In Mahdy v. Mason City School District, (SD OH, March 15, 2018), an Ohio federal district court refused to dismiss equal protection and false-light claims growing out of the use of a photo of a 5-year old (identified as J.M.) to illustrate a newspaper story criticizing a rise in the number of Arabic-speaking students in the Mason City, Ohio schools.  The student was the daughter of an Egyptian-born urologist at the University of Cincinnati. The article reported that most of the Arabic-speaking students were from Saudi Arabia on temporary visas to be treated at Cincinnati Children’s Hospital Medical Center, and that their enrollment placed strains on the school system's budget. The court describes plaintiff's claims:
The Complaint alleges that neither Dr. Mahdy nor his wife gave permission to anyone to photograph J.M., to disclose her identity to the public, or to falsely associate her with the Children’s Hospital Destination Excellence Program.... The Complaint alleges that J.M. had to be removed from MECC due to the "wave of Islamophobia that is currently sweeping across our country," and because her family was "so distressed over the prejudice and discriminatory treatment expressed against Arabic-speaking students."

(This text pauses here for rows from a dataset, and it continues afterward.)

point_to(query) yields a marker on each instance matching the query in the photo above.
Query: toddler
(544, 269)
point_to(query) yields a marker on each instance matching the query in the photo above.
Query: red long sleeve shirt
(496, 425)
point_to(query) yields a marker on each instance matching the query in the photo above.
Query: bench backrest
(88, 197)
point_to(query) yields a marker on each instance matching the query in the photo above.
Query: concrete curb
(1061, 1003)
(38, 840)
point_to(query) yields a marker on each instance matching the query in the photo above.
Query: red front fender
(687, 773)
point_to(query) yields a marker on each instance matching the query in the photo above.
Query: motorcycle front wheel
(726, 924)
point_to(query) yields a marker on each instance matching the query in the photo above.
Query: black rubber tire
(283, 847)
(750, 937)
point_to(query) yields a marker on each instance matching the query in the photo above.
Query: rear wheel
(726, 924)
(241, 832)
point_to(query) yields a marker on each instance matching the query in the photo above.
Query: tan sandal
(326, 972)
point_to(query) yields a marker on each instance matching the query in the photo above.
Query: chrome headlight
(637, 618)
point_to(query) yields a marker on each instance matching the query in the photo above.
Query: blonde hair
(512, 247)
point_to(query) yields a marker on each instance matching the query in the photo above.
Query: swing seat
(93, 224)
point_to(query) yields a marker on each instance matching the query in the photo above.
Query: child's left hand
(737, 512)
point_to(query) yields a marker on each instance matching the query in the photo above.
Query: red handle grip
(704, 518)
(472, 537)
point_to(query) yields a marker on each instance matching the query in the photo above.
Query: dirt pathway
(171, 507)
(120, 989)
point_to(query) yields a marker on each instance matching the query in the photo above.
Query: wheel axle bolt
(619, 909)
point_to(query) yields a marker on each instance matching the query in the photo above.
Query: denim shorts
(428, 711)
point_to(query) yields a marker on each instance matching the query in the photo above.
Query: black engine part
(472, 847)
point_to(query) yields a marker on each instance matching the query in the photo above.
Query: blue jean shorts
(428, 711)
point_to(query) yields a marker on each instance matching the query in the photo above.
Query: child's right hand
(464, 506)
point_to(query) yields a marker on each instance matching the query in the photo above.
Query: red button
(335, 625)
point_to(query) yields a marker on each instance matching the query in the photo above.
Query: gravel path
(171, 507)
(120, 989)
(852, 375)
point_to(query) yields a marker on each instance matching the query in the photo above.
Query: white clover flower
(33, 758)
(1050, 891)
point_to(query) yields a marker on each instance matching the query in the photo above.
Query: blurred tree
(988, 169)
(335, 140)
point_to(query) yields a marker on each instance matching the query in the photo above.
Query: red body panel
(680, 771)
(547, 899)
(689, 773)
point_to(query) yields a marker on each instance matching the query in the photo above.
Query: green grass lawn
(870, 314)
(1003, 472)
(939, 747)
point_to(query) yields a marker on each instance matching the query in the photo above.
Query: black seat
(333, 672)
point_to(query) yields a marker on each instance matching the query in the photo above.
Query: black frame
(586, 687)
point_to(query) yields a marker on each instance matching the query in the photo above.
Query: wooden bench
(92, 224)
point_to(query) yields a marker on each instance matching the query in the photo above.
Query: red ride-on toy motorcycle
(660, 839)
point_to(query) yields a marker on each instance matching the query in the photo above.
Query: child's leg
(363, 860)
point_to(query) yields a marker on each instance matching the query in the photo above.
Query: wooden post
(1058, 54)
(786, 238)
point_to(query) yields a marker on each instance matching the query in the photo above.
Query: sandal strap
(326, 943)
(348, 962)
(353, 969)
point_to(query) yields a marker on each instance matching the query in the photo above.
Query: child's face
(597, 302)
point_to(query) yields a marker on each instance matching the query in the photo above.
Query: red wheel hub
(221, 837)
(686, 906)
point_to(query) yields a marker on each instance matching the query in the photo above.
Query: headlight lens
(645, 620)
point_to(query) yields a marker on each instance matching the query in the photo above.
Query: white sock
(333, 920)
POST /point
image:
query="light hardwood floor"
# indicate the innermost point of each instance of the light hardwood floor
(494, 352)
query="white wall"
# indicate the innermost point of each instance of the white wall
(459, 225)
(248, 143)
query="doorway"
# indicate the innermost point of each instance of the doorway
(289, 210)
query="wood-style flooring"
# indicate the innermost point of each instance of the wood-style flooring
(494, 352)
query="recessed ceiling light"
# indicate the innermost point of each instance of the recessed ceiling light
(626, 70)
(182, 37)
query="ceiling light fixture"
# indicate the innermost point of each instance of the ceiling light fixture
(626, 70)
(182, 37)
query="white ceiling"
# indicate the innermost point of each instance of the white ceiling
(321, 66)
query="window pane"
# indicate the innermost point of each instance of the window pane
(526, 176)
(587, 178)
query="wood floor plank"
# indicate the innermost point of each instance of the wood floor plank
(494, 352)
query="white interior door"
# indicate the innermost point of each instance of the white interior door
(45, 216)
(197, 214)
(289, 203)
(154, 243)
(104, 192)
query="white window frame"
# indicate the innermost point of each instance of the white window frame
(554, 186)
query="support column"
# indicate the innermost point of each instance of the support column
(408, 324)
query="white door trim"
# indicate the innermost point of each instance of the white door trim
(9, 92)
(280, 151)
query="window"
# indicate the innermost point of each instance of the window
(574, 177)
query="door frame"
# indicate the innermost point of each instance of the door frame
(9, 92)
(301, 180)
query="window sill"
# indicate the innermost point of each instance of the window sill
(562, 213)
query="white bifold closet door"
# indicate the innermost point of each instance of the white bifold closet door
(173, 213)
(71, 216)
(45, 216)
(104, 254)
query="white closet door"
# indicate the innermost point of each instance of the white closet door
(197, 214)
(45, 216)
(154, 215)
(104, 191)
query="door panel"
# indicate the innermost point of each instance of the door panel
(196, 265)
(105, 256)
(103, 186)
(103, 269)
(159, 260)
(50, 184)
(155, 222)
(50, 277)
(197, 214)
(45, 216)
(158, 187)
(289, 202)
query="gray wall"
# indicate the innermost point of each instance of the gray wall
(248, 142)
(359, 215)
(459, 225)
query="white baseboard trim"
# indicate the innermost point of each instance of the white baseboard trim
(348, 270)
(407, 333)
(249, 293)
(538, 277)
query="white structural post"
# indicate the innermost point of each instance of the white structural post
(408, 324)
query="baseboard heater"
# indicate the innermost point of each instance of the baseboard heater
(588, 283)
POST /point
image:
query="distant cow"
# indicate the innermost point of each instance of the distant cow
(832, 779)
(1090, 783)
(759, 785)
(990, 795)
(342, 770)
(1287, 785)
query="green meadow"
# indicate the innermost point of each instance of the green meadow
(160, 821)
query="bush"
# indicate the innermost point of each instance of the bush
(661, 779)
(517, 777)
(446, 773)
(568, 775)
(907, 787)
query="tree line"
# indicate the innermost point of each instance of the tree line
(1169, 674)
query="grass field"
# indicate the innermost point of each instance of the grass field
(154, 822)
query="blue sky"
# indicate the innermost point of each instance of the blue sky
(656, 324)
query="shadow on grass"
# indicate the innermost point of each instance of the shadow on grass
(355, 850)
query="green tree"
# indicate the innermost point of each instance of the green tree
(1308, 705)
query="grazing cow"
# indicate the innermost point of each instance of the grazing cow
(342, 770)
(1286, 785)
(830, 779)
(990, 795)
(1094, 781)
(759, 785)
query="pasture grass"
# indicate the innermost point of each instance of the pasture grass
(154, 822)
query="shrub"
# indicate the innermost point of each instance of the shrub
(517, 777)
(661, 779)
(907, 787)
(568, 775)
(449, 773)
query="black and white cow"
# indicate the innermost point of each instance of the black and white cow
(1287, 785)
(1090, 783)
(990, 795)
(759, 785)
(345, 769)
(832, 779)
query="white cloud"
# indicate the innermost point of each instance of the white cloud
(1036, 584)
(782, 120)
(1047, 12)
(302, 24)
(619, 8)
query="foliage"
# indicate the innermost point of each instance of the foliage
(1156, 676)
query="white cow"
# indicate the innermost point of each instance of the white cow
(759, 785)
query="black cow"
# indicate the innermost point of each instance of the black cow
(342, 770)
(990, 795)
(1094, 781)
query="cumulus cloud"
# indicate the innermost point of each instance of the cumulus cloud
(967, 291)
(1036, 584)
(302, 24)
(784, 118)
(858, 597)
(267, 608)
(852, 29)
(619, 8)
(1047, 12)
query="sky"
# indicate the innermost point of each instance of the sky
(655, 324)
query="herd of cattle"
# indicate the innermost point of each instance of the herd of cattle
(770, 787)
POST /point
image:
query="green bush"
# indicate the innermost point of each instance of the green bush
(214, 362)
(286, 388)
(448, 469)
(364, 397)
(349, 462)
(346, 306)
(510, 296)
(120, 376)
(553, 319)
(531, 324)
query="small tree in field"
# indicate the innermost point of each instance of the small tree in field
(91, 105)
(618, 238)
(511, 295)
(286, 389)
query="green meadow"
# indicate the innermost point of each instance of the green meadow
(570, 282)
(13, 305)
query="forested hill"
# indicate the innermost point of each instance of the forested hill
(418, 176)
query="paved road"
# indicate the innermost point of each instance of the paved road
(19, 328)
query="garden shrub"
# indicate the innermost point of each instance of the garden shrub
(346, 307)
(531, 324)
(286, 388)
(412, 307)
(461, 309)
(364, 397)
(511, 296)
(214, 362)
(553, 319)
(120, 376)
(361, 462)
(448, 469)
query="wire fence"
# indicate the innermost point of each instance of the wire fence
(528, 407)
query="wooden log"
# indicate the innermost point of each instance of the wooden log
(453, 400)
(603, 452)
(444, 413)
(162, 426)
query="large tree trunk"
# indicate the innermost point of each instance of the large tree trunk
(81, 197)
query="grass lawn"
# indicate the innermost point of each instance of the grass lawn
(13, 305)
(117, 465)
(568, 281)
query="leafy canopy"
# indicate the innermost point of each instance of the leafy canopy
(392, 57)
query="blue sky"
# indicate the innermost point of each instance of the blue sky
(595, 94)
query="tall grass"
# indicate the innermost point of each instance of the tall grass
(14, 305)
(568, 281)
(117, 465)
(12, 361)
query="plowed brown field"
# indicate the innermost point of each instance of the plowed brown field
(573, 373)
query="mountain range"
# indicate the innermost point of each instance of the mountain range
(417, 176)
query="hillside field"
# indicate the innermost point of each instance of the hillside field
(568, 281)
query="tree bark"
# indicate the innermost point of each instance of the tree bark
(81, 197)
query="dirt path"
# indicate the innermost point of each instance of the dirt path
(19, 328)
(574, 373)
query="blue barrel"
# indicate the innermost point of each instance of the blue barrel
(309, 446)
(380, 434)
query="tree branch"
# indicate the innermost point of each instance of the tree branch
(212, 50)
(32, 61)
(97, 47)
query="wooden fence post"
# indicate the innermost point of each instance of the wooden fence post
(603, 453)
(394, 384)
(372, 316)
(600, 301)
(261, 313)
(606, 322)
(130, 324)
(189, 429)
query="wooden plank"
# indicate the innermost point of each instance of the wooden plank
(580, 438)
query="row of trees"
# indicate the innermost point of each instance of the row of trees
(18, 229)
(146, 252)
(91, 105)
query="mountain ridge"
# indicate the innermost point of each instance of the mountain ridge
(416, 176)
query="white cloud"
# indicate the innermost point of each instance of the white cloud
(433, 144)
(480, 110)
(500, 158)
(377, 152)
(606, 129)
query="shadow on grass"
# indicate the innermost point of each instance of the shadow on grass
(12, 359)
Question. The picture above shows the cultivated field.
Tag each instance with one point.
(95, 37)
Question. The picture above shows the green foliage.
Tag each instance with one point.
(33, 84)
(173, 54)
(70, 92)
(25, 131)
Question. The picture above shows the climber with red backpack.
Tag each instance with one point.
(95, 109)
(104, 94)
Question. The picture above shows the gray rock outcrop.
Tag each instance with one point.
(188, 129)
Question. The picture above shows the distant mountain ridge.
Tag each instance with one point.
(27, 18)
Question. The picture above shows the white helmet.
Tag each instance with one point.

Ohio's Law Banning Abortion Because of Down's Syndrome Is Enjoined

In Preterm-Cleveland v. Himes, (SD OH, March 14, 2018), an Ohio federal district court granted a preliminary injunction against enforcement of Ohio's recently enacted ban on a physician performing an abortion if the woman's decision is based in whole or part on a pre-natal indication of Down's syndrome.The court said in part:
The State argues that Roe and Casey do not apply for two reasons. First, the State argues the “Supreme Court of the United States has never recognized a right to abort an unborn child on the basis of a disability.” ... The State suggests that Roe and Casey only apply to women who accidentally become pregnant.... The State argues that women only have the right to choose whether to have a child, not the right to decide whether to have a particular child....
This argument is not well-taken. The interest protected by the Due Process Clause is a woman’s right to choose to terminate her pregnancy pre-viability, and that right is categorical.
Reacting to the decision, Ohio Attorney General Mike DeWine said:
 I strongly disagree with the district court's ruling that there is a categorical right to abortion that prevents even any consideration of Ohio's profound interests in combatting discrimination against a class of human beings based upon disability. We will be appealing.
Jurist reports on the decision.

Thursday, March 15, 2018

Suit By "Clock Boy" Is Dismissed

In Mohamed v. Irving Independent School District, (ND TYX, March 13, 2018), a Texas federal district court dismissed a number of claims brought on behalf of the so-called "clock boy"-- a 14-year old African-American Muslim student who was suspended from school and arrested on "hoax bomb" charges when he brought an alarm clock he had constructed to school.  The complaint charged in part that the school district "has an 'ugly history of race struggles,' and the State of Texas and the IISD have a 'history of discrimination against Muslims in Texas curriculum and schools.'"  The court concluded that the complaint:
does not contain sufficient factual allegations from which the court can reasonably infer that A.M. was subject to unequal disciplinary treatment based on his religion or race....
Daily Caller reports on the decision.